RESULTS: The database included anaplastic thyroid carcinoma (23.6%), poorly differentiated thyroid carcinoma (10.0%), and differentiated thyroid carcinoma (66.4%). The most common genetic abnormalities were TERT promoter (66.3%), BRAF (56.7%), and TP53 (32.2%). The typical driver genes were BRAF V600E (55.0%), RAS (18.5%), RET fusion (4.7%), NTRK fusion (1.6%), and ALK fusion (0.4%). The most common regimen was lenvatinib, and the time to treatment failure was not different despite the presence of BRAF or RAS mutations. In differentiated thyroid carcinoma and poorly differentiated thyroid carcinoma, TP53 alterations independently predicted worse overall survival (hazard ratio = 2.205, 95% confidence interval: 1.135-4.283). In anaplastic thyroid carcinoma, no genetic alterations were associated with overall survival.

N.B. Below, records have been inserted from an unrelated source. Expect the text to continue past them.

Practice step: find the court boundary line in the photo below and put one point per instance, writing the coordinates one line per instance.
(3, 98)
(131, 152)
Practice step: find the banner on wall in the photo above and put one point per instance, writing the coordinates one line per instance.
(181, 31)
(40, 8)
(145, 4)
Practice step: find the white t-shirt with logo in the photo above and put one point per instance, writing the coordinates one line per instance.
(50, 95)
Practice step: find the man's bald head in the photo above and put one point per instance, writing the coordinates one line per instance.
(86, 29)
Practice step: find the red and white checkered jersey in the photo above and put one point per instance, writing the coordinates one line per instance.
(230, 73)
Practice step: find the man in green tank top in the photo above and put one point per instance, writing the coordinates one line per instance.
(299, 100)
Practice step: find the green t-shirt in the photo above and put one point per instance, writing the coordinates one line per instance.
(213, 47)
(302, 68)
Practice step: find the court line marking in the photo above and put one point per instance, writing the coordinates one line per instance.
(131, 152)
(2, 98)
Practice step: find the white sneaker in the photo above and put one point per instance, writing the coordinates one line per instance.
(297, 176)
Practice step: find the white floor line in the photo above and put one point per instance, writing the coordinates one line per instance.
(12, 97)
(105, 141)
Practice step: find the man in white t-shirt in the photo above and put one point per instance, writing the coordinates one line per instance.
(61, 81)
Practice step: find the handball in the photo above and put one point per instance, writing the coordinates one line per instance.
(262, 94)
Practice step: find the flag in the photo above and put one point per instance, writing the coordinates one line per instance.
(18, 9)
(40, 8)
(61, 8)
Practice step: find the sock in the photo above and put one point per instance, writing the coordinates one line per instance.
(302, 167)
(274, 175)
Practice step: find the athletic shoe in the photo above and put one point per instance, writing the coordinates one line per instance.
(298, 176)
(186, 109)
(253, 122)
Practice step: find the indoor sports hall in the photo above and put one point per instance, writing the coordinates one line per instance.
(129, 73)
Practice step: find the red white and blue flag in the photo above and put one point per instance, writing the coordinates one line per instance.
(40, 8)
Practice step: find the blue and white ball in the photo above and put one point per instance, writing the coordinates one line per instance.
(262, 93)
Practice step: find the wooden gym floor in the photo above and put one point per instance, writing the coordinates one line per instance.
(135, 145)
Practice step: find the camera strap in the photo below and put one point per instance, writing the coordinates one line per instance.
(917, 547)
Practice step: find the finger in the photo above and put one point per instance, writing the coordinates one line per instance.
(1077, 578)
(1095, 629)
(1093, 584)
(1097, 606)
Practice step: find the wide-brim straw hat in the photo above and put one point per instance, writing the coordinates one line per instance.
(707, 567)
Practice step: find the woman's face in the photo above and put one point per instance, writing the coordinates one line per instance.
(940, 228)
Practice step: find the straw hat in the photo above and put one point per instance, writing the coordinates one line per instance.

CONCLUSIONS: Genetic abnormalities with treatment options were found in 62.7% of advanced thyroid carcinomas. TP53 abnormality was an independent poor prognostic factor for overall survival in differentiated thyroid carcinoma. The time to treatment failure for lenvatinib was not different based on genetic profile.
摘要:
背景:需要药物治疗的晚期甲状腺癌的基因组谱与预后之间的关系尚未见报道。
目的:评估需要药物治疗的晚期甲状腺癌每个基因改变的治疗周期和总生存期。
方法:我们使用日本的国家数据库进行了一项回顾性观察研究,其中包括数据库中53,543例患者中的552例甲状腺癌。
结果:数据库包括甲状腺未分化癌(23.6%),低分化甲状腺癌(10.0%),分化型甲状腺癌(66.4%)。最常见的遗传异常是TERT启动子(66.3%),BRAF(56.7%),TP53(32.2%)。典型的驱动基因为BRAFV600E(55.0%),RAS(18.5%),RET融合(4.7%),NTRK融合(1.6%),和ALK融合(0.4%)。最常见的方案是lenvatinib,尽管存在BRAF或RAS突变,但治疗失败的时间没有差异.在分化型甲状腺癌和低分化型甲状腺癌中,TP53改变独立预测较差的总生存期(风险比=2.205,95%置信区间:1.135-4.283)。在间变性甲状腺癌中,没有遗传改变与总生存期相关.
结论:在62.7%的晚期甲状腺癌中发现了治疗方案的遗传异常。TP53异常是分化型甲状腺癌总生存期的独立不良预后因素。lenvatinib治疗失败的时间根据遗传特征没有差异。
目的:评估需要药物治疗的晚期甲状腺癌每个基因改变的治疗周期和总生存期。
方法:我们使用日本的国家数据库进行了一项回顾性观察研究,其中包括数据库中53,543例患者中的552例甲状腺癌。
结果:数据库包括甲状腺未分化癌(23.6%),低分化甲状腺癌(10.0%),分化型甲状腺癌(66.4%)。最常见的遗传异常是TERT启动子(66.3%),BRAF(56.7%),TP53(32.2%)。典型的驱动基因为BRAFV600E(55.0%),RAS(18.5%),RET融合(4.7%),NTRK融合(1.6%),和ALK融合(0.4%)。最常见的方案是lenvatinib,尽管存在BRAF或RAS突变,但治疗失败的时间没有差异.在分化型甲状腺癌和低分化型甲状腺癌中,TP53改变独立预测较差的总生存期(风险比=2.205,95%置信区间:1.135-4.283)。在间变性甲状腺癌中,没有遗传改变与总生存期相关.
结论:在62.7%的晚期甲状腺癌中发现了治疗方案的遗传异常。TP53异常是分化型甲状腺癌总生存期的独立不良预后因素。lenvatinib治疗失败的时间根据遗传特征没有差异。